In 450, Byzantine Emperor Theodosius II addressed a letter to Pope Leo I, in which he explicitly mentioned him as a patriarch for the West (this is the first mention of a pope in this capacity). After the Western Roman Empire collapsed in 476 and Justinian I extended the eastern legislation on Rome with the Pragmatic sanction of 554, the imperial ecclesiastical system of the Pentarchy was fully put into effect.

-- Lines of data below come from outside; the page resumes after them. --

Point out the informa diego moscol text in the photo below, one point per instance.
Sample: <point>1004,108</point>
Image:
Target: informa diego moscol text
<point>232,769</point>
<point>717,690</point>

In 642, as the Byzantine emperors were imposing the support for Miaphysitism on the popes, Pope Theodore I formally assumed for the first time the title of patriarch of the West.

On 22 March 2006, the Vatican released a statement explaining the omission of the title from the Annuario Pontificio on the grounds of expressing a "historical and theological reality" and of "being useful to ecumenical dialogue". The Vatican stated that the title patriarch of the West symbolized the pope's special relationship with, and jurisdiction over, the Latin Church—and that the omission of the title neither symbolizes in any way a change in this relationship, nor distorts the relationship between the Holy See and the Eastern Churches, as solemnly proclaimed by the Second Vatican Council.

In 2024, Pope Francis revived the title, reversing Pope Benedict XVI’s 2006 dropping of it.